Dr. Lai Wei: In my opinion, this conference had three significant features.

• First, based on the six main reports from the first day’s plenary sessions, it was evident that the liver disease field is making strides toward addressing unmet needs in the near future. These six reports focused on new drug development for NASH, liver cell carcinoma, complications of liver cirrhosis, the immune microenvironment within the liver, and sociological issues related to alcoholic liver disease. Two of the reports specifically addressed complications of liver cirrhosis.

• Second, new drug development for NASH is approaching clinical use. Up until now, there have been no specific drugs for treating NASH. The first report at the conference showcased the success of Madrigal’s resmetirom, a thyroid receptor beta agonist, as the first drug to achieve meaningful liver histological endpoints in clinical trials. Multiple non-invasive measures of liver fat reduction and fibrosis improvement support the evidence of histological improvement. In terms of safety, the main adverse events occurred during the initial treatment phase, primarily diarrhea and nausea, which were manageable. However, Professor Harrison, the lead investigator of this clinical trial, emphasized that a longer-term study (54 months) is ongoing to evaluate the long-term clinical outcomes, including the benefits on liver cirrhosis and liver cancer incidence.
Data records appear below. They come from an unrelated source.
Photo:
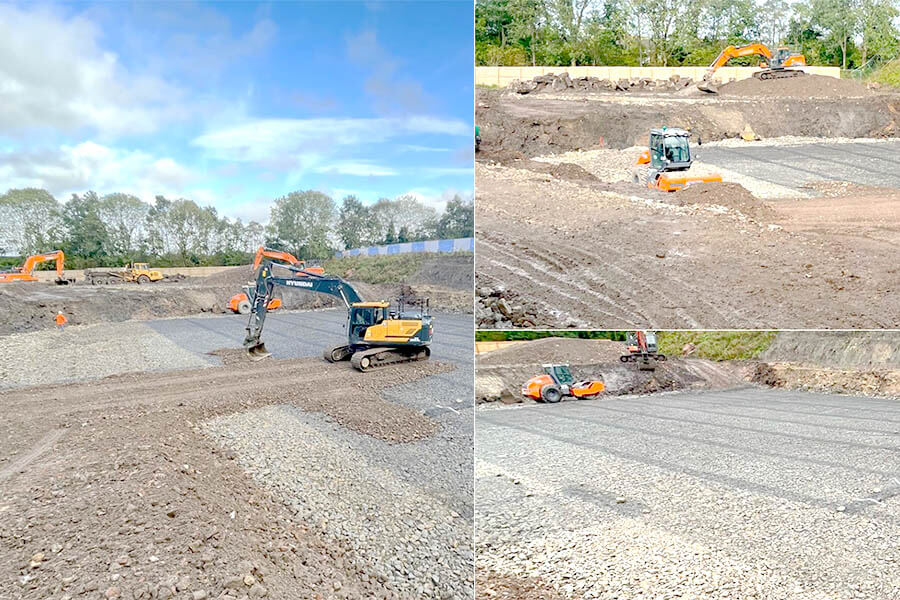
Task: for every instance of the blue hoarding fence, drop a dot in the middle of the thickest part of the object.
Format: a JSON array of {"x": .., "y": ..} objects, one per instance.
[{"x": 457, "y": 245}]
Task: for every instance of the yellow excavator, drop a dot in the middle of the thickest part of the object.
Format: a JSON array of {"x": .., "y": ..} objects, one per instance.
[
  {"x": 377, "y": 334},
  {"x": 777, "y": 67}
]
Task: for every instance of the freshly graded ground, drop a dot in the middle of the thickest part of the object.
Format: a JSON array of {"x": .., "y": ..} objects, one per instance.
[
  {"x": 744, "y": 493},
  {"x": 111, "y": 488}
]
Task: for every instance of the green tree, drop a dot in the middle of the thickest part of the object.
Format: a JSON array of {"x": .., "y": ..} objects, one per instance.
[
  {"x": 302, "y": 223},
  {"x": 354, "y": 223},
  {"x": 458, "y": 220},
  {"x": 30, "y": 221},
  {"x": 86, "y": 234},
  {"x": 125, "y": 217}
]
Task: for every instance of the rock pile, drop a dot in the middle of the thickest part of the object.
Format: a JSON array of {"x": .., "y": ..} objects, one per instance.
[{"x": 562, "y": 82}]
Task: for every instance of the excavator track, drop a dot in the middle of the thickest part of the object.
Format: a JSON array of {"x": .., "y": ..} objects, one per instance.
[
  {"x": 337, "y": 354},
  {"x": 374, "y": 358},
  {"x": 779, "y": 74}
]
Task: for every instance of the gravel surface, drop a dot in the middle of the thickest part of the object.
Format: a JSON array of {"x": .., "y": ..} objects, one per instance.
[
  {"x": 797, "y": 165},
  {"x": 746, "y": 493},
  {"x": 90, "y": 352},
  {"x": 359, "y": 488}
]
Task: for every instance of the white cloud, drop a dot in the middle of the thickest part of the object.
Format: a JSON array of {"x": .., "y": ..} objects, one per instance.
[
  {"x": 357, "y": 169},
  {"x": 267, "y": 139},
  {"x": 415, "y": 148},
  {"x": 57, "y": 77},
  {"x": 92, "y": 166}
]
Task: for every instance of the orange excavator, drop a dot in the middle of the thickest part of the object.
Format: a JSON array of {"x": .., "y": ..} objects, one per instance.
[
  {"x": 240, "y": 303},
  {"x": 26, "y": 271},
  {"x": 777, "y": 67},
  {"x": 661, "y": 167}
]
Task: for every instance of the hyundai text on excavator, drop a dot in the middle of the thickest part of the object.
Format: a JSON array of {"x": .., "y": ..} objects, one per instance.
[
  {"x": 777, "y": 67},
  {"x": 26, "y": 271},
  {"x": 642, "y": 348},
  {"x": 240, "y": 303},
  {"x": 669, "y": 152},
  {"x": 376, "y": 335},
  {"x": 556, "y": 383}
]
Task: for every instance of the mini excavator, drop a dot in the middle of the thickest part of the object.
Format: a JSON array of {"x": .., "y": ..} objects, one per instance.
[
  {"x": 776, "y": 68},
  {"x": 377, "y": 335},
  {"x": 669, "y": 152},
  {"x": 642, "y": 348},
  {"x": 26, "y": 271}
]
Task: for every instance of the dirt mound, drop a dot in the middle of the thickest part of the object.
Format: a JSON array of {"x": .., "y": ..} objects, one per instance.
[
  {"x": 563, "y": 82},
  {"x": 555, "y": 350},
  {"x": 729, "y": 195},
  {"x": 867, "y": 382},
  {"x": 807, "y": 86},
  {"x": 840, "y": 349},
  {"x": 537, "y": 125}
]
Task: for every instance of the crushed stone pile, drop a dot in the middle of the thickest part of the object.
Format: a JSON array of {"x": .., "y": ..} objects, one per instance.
[
  {"x": 807, "y": 86},
  {"x": 562, "y": 82}
]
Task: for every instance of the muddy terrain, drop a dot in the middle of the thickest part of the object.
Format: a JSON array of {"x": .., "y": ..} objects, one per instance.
[
  {"x": 770, "y": 478},
  {"x": 164, "y": 464},
  {"x": 802, "y": 233},
  {"x": 444, "y": 280}
]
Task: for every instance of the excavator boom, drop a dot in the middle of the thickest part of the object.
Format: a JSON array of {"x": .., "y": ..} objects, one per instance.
[
  {"x": 774, "y": 69},
  {"x": 26, "y": 271},
  {"x": 261, "y": 294}
]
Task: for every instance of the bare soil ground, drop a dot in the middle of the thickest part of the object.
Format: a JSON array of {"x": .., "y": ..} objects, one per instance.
[
  {"x": 500, "y": 374},
  {"x": 557, "y": 248},
  {"x": 111, "y": 490},
  {"x": 33, "y": 306}
]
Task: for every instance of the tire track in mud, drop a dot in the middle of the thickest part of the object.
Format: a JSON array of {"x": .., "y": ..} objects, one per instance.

• It’s important to mention here the world’s first large-scale clinical trial of a drug for NASH, obeticholic acid. This drug has already been approved for the treatment of non-responsive primary biliary cholangitis (PBC). The III-phase clinical trial of obeticholic acid for NASH enrolled 2,477 patients. In the interim analysis at 18 months, the 25 mg dose group showed a statistically significant difference compared to the placebo group (the 10 mg dose group did not). However, the U.S. Food and Drug Administration (FDA) expert committee believed that the clinical trial for obeticholic acid used surrogate endpoints, and obeticholic acid carries the risk of drug-induced liver injury. Therefore, during the EASL conference, on June 22, 2023, the FDA requested successful clinical data from long-term follow-up. Subsequently, Intercept Pharmaceuticals, the developer, announced the decision to discontinue all work in the NASH field. While obeticholic acid did not receive FDA approval for NASH, the research conducted throughout this process explored population selection closer to clinical drug indications and non-invasive diagnostic and monitoring methods.

• Third, the conference addressed social issues related to liver diseases. The third presentation analyzed the impact of parental alcohol consumption on offspring, including drinking habits, alcoholism, and effects on the liver and other aspects. The primary outcome was that if either the father or the mother drinks alcohol, there is a high probability that the offspring will also consume alcohol. The significance of this report lies in its sociological focus on liver disease.

• I personally felt a slight regret that, in the era of artificial intelligence, there was no conference presentation specifically dedicated to the application of artificial intelligence in liver disease health, diagnosis, and treatment. However, this indicates that more research is needed, leaving us with ample room for future development.